Globalisasi yang tidak terhindarkan harus diantisipasi dengan pembangunan
budaya yang berkarakter penguatan jati diri dan kearifan lokal yang dijadikan
sebagai dasar pijakan dalam penyusunan strategi dalam pelestarian dan
pengembangan budaya. Upaya memperkuat jatidiri daerah dapat dilakukan melalui
penanaman nilai-nilai budaya dan kesejarahan senasib sepenanggungan di antara
warga. Oleh karena itu perlu dilakukan revitalisasi budaya daerah dan perkuatan
budaya daerah.
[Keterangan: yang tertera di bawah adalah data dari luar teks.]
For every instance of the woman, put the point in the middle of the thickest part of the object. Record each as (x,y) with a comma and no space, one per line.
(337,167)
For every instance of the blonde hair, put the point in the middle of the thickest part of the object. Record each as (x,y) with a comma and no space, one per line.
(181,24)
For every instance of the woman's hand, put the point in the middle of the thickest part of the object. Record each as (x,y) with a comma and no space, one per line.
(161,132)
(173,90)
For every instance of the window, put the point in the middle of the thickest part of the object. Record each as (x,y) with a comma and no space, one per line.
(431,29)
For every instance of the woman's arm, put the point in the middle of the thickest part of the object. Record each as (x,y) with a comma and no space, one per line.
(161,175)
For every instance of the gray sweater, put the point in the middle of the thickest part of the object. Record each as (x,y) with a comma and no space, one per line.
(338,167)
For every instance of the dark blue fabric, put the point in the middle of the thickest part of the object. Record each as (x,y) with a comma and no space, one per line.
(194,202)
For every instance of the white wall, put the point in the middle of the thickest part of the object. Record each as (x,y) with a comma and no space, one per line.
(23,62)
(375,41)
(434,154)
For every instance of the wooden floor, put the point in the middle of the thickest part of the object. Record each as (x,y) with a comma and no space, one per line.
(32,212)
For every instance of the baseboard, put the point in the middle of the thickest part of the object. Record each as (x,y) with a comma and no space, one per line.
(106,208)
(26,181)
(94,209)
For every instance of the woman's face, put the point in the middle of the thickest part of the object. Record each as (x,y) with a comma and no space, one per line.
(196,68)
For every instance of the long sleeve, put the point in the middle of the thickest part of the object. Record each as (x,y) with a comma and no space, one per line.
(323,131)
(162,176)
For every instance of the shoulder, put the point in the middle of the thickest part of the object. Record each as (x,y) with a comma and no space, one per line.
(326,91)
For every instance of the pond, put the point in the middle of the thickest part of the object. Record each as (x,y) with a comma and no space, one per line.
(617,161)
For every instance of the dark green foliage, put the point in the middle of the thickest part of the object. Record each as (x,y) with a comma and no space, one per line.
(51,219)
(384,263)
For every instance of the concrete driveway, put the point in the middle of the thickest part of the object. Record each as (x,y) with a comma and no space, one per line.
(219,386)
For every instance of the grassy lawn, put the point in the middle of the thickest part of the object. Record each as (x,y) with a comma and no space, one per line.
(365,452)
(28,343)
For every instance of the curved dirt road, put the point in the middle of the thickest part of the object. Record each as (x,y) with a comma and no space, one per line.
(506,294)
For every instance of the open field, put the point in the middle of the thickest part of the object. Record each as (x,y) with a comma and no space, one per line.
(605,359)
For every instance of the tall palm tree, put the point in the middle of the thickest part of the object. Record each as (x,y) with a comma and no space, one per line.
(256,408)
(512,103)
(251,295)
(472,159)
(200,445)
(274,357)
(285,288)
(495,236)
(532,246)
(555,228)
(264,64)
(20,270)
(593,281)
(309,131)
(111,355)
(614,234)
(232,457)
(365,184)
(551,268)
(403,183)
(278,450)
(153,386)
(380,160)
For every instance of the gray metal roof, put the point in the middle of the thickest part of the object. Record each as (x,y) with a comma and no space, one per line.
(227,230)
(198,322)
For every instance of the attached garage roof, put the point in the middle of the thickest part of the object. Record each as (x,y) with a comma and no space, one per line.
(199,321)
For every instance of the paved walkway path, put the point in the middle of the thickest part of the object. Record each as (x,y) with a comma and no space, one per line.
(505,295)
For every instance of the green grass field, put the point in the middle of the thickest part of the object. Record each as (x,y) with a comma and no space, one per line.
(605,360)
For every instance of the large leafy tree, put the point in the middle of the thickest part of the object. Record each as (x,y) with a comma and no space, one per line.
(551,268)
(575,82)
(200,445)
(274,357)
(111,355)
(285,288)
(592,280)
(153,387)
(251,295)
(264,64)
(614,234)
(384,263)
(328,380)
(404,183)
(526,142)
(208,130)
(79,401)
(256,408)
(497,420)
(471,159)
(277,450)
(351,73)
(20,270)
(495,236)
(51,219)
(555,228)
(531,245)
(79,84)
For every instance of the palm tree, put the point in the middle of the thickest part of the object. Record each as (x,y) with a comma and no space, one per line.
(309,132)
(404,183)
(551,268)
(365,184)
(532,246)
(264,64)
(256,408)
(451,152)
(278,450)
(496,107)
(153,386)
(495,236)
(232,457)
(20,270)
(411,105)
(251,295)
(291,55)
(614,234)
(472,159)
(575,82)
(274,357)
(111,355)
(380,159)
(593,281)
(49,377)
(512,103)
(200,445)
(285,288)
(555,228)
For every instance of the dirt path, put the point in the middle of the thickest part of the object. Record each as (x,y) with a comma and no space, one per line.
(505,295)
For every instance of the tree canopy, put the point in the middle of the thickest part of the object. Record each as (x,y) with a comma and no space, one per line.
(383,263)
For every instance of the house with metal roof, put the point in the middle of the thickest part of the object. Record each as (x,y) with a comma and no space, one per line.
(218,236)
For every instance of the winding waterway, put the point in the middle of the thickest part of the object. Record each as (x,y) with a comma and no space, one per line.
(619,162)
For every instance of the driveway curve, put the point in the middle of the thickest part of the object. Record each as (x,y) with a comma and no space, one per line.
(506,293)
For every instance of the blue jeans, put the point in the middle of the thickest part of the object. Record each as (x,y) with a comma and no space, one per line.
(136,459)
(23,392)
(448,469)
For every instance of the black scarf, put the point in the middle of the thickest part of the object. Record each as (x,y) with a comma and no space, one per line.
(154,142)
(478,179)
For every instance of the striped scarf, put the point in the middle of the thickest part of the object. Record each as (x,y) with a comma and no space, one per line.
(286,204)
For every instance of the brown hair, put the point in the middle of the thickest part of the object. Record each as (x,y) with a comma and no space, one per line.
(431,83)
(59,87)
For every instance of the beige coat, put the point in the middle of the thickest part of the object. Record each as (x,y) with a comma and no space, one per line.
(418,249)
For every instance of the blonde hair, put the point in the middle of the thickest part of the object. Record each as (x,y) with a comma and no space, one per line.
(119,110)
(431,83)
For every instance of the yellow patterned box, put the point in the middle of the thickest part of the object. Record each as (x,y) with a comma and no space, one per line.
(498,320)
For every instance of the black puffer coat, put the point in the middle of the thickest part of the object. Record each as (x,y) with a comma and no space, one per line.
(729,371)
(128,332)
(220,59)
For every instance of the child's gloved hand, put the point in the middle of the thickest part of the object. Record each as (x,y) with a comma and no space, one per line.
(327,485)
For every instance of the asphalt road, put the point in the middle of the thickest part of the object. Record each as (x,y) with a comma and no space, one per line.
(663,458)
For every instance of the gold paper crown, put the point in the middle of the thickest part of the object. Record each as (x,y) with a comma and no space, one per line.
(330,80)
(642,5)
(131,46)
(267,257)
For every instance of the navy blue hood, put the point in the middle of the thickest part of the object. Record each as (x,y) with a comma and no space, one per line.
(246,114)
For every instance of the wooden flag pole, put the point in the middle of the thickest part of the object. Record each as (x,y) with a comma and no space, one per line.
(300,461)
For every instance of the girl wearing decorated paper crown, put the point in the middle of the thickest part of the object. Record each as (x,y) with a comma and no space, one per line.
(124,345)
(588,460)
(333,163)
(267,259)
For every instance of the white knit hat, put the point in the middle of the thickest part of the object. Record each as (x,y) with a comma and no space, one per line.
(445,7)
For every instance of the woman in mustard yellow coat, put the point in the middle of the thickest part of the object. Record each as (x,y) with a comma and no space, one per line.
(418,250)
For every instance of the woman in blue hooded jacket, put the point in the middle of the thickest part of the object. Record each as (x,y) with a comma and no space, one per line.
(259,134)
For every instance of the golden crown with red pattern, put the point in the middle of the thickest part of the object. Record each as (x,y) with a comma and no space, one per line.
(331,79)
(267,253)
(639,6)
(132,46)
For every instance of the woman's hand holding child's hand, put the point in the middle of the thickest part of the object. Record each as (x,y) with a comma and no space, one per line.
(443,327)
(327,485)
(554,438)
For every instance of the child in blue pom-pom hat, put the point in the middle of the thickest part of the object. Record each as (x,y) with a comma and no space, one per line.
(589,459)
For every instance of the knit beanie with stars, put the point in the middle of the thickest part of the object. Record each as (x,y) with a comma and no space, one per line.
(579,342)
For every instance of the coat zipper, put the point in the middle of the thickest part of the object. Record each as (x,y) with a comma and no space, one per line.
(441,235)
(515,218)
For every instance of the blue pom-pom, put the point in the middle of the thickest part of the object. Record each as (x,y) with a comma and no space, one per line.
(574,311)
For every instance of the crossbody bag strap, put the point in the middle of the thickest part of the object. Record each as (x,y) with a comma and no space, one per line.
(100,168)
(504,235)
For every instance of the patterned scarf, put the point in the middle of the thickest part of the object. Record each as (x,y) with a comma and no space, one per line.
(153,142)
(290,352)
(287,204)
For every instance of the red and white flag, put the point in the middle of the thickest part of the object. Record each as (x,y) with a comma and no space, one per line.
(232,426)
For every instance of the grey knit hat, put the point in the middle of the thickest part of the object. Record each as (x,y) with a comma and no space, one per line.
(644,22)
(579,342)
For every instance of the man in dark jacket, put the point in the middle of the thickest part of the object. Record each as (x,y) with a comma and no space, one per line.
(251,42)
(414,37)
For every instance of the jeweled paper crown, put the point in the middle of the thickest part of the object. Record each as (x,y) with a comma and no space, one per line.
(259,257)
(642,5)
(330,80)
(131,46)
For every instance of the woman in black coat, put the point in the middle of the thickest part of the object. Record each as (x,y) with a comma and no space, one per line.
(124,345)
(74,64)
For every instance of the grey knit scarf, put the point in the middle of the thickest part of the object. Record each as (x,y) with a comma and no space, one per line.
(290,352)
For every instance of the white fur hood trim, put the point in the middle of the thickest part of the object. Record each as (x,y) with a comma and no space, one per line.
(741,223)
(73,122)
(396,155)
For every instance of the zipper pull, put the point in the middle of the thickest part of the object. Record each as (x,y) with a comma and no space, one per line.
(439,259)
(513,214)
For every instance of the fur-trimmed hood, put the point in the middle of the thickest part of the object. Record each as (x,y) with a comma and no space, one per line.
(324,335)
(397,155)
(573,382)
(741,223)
Upaya tersebutt direalisasikan melalui langkah-langkah
strategis berikut ini:
A.
Revitalisasi nilai-nilai kearifan lokal
1.
Pemahaman atas falsafah budaya Jawa sebaiknya dilakukan
sesegera mungkin ke semua golongan dan semua usia berkelanjutan dengan
menggunakan bahasa Jawa. Demikian pula di lingkungan pemerintahan, dari pusat
hingga RT dan RW.
2.
Pembenahan dalam pembelajaran Bahasa Jawa.
3. ”Plug
in” muatan budi pekerti di setiap mata pelajaran di lingkungan pendidikan.
4.
Pengembangan kesenian tradisional perlu menjadi perhatian para pemangku
kebijakan
5. Pengaitan kajian-kajian budaya
dengan aspek kehidupan kemasyarakatan yang lain, seperti teknologi, kesehatan,
agronomi.
B.
Peningkatan kualitas Sumber Daya Manusia
1. Peningkatan
kualitas pendidik, pemangku budaya yang berkelanjutan
2. Pelibatan semua pihak, pemerintah, LSM,
kelompok masyarakat, pemerhati, akademisi, pebisnis.
3.
Penghargaan bagi pemangku, pelaku dan pengembang budaya Jawa.
C.
Fasilitasi dan pendanaan kegiatan kebudayaan (ritual,
kesenian, rehabilitasi Benda Budaya, dan sebagainya) yang berkelanjutan.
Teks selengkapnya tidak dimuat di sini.